My venerable dev box came equipped with a 20 GB hard drive and was, until a few moments ago, installed with xubuntu 9.04, which had pieces missing after I tried to update 9.04 to 10.10, but ended up removing lots of pieces that made things work predictably (including causing it to lose the ability to see my wired network). 20 GB of space isn’t very much space these days. A local hardware surplus vendor started selling 250 GB IDE drives for $29 each, so I decided it would be better just to migrate all my old data later and get started here with a clean installation of the latest version of xubuntu.

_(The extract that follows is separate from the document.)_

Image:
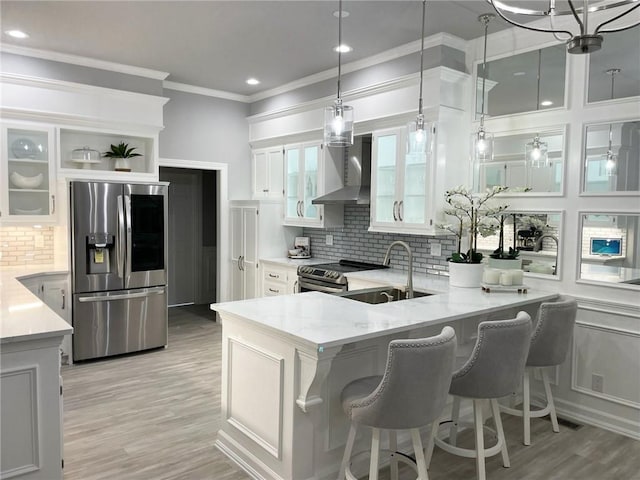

After trying to wrestle the old small hard drive out of the dev box, I resorted to removing the master jumper, installing the new big hard drive, and installing xubuntu 11.10 from a CD I burned with my MacBook Pro. I could have simply upgraded xubuntu 9.04 to 11.10, but I opted to go for a clean install on the bigger drive. I’ll migrate the postgresql database from the little drive later.
Things to install:
- mysql
- apache
- postgresql
- python 3
- rails 3
- ruby 1.9.1
- sqlite
- google chrome
- vim
Tomorrow, it looks like I’m working on getting things installed, running, and configured for my development purposes.